There was no getting out of this one.

Man, I would kill for a glass of wine right now.

“Well, I’m sure they didn’t say the word barren,” I hedged. “I mean, there was some medical mumbo jumbo spoken in soft but detached tones that was, yes, pretty much delivering the news that she”—I pointed to my vagina—“would not have the privilege of a baby hurtling out of her.”

Nora blinked rapidly, digesting this information.

It was a lot.

First, I was telling her I was unexpectedly pregnant, and then I was adding on that I was previously medically barren.

Girlfriend needed a second.

She wasn’t the only one.

I took a deep breath.

“I didn’t think I was ever going to have to tell you this. Any of this,” I said, snatching a cupcake that was ready to go out to the bakery. Suddenly, I wasn’t violently ill, and I needed copious amounts of sugar—stat.

I split the cupcake in half, inverting the frosting side to make a sort of cupcake sandwich.

“I was married,” I told her, focusing on my cupcake and not the best friend I’d been lying to for years. Technically I was omitting, but who was I kidding? Omission was one hundred percent a form of lying.

“Before I left Australia,” I explained. “I was young. Really fucking young. And really fucking stupid.” I took a bite out of the cupcake. “I thought I loved him. He made me feel special or whatever the fuck.”

I chewed, doing it slowly as if I could prolong the process.
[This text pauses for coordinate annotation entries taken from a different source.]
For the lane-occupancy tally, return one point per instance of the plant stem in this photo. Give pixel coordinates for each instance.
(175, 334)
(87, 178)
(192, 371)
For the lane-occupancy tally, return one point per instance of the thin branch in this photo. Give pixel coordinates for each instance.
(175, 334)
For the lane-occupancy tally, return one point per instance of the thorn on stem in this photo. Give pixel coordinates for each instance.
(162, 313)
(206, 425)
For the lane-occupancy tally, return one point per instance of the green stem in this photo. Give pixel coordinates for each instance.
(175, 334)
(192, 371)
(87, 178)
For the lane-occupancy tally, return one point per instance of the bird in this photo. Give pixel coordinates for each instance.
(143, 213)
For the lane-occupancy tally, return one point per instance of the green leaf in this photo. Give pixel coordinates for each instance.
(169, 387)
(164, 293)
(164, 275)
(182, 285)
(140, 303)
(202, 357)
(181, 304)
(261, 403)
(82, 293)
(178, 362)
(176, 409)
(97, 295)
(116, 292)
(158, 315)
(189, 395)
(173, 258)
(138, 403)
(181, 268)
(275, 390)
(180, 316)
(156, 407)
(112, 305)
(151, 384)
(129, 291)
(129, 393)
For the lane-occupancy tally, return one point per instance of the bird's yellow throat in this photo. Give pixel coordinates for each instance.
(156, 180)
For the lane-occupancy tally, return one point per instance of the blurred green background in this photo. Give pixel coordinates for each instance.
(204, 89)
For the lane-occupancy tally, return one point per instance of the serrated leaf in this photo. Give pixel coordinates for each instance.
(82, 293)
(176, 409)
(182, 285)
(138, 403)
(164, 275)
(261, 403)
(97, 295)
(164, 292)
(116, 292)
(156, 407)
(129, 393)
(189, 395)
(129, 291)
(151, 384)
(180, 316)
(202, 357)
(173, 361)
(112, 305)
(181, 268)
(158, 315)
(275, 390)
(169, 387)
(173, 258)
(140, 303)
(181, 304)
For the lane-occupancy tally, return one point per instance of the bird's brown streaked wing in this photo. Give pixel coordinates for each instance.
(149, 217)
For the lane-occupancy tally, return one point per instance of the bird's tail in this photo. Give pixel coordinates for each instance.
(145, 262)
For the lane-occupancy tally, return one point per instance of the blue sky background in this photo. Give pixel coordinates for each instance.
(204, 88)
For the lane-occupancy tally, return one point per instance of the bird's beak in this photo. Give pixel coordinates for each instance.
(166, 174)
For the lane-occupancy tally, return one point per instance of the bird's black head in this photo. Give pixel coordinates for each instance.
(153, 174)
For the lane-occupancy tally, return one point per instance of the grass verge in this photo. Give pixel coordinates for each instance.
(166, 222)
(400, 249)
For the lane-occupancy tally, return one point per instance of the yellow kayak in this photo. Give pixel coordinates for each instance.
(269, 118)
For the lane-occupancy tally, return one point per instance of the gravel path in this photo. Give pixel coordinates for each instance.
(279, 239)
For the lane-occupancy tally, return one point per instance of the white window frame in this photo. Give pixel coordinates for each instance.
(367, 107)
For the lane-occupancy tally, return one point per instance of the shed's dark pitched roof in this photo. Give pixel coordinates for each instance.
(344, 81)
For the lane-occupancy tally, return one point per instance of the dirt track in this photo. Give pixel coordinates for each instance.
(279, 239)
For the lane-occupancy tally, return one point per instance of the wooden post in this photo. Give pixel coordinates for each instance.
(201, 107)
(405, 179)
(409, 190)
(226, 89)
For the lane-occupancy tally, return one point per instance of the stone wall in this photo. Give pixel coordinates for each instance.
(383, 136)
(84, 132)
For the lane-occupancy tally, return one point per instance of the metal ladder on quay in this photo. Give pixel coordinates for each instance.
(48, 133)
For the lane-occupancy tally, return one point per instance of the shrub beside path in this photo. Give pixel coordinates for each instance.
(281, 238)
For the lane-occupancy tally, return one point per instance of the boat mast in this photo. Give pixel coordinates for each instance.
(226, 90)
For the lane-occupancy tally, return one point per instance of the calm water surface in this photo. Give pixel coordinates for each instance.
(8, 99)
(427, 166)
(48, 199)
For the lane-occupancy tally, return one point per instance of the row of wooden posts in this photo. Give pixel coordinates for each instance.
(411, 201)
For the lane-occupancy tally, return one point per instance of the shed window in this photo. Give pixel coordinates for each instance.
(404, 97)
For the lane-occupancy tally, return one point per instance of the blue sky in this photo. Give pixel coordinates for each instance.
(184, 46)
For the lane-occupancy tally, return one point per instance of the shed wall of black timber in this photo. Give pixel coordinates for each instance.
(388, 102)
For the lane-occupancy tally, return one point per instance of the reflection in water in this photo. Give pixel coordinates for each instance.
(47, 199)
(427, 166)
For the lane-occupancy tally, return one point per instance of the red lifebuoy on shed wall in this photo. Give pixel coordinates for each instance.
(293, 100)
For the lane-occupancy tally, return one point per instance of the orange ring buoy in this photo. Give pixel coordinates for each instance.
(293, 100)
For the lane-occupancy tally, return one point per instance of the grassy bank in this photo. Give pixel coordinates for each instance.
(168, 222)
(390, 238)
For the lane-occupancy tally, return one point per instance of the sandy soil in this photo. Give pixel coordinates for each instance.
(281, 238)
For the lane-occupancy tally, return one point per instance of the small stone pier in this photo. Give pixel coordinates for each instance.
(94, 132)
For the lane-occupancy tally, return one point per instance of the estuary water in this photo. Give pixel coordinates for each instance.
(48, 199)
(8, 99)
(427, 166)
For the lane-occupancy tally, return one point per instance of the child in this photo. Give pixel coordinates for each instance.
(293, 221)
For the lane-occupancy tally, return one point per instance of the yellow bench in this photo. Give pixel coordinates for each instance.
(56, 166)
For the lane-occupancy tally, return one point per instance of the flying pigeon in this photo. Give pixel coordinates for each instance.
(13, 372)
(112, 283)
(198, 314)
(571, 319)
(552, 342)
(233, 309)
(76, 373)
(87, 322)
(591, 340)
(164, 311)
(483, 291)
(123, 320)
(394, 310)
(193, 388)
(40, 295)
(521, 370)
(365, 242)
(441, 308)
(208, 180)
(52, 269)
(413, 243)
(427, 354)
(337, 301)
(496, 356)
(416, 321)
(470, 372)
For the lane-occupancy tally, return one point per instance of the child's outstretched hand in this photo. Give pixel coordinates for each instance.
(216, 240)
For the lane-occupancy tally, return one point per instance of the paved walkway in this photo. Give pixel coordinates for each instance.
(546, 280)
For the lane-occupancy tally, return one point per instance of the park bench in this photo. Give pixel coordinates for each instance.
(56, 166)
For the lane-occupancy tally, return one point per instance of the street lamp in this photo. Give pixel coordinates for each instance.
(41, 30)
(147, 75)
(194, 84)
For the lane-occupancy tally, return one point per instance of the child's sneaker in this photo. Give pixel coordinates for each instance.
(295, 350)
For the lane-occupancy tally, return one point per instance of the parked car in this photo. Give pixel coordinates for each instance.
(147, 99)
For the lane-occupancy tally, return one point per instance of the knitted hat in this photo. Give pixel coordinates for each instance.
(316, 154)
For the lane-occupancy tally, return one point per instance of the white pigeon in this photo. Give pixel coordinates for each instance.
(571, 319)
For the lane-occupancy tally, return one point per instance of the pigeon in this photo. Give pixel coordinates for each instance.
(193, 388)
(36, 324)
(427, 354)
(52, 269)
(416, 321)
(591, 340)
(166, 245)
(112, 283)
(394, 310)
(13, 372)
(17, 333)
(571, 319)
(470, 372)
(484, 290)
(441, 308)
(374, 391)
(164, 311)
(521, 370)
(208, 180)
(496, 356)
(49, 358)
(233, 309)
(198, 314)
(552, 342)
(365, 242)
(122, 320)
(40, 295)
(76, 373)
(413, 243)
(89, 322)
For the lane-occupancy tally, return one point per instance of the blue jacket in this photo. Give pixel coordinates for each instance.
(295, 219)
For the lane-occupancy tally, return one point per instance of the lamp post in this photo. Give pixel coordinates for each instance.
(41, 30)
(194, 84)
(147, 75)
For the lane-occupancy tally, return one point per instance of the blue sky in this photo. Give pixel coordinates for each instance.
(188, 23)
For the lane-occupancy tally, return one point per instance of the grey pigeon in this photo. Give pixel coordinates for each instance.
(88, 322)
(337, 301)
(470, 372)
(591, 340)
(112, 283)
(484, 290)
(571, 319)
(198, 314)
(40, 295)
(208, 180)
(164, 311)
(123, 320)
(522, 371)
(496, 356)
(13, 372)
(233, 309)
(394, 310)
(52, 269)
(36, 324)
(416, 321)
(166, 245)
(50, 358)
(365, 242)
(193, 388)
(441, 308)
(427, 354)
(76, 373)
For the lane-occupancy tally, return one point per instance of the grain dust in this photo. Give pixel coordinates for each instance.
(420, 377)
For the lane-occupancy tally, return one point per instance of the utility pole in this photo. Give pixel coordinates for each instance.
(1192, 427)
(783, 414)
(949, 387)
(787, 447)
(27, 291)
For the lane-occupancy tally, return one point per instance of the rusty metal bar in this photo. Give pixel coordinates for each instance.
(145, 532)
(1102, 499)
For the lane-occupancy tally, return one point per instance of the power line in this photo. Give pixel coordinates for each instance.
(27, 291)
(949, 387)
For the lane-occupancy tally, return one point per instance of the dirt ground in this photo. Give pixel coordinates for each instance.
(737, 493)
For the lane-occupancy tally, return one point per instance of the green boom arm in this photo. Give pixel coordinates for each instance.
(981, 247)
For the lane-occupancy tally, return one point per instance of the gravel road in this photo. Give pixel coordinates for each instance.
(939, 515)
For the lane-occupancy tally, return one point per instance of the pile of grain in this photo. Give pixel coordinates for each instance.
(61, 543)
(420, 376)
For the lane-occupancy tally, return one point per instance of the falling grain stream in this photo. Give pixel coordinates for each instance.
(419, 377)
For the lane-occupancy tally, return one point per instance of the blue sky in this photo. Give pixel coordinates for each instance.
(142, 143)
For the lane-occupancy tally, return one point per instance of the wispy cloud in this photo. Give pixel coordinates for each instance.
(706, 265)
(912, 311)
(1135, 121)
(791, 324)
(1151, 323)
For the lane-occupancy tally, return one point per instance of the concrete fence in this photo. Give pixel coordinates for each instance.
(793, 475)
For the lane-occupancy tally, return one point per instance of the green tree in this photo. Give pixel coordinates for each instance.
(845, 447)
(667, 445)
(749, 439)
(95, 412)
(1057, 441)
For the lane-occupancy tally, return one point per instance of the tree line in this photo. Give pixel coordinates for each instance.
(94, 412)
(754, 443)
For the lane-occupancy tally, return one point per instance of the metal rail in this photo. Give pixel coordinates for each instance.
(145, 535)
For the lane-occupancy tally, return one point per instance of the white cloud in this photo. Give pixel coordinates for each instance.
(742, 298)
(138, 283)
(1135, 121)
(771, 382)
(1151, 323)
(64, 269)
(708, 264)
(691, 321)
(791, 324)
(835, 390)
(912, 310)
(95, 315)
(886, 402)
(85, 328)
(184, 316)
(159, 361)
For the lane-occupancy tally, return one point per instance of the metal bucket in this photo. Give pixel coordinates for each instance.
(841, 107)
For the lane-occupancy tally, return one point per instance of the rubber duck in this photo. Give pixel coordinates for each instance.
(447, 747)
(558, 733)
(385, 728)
Unfortunately, the cupcake was fudgy and smooth and went down just fine.

“You see, I did not come from a wealthy family,” I continued, taking a breath and not looking Nora in the face. “Like, at all. My mum liked the ponies and wine, and my dad liked anything that wasn’t working or spending time with his family. Suffice it to say, we barely scraped by on benefits from the government, income from whenever my father deigned to work, and whatever my mother didn’t gamble away.”

I winced at the pain of saying the words out loud, going back to that dingy flat we’d lived in my entire life. The damp crept into my bones again, the feeling of never being warm in the winter and the heat of the summer oppressive and thick.

“I met Emmet Landon at some house party,” I said, abandoning the cupcake as I once again felt sick to my stomach. This time it had nothing to do with pregnancy hormones but the rancid memories, soaked in Smirnoff Ices and cheap perfume that I thought made me smell older and more experienced.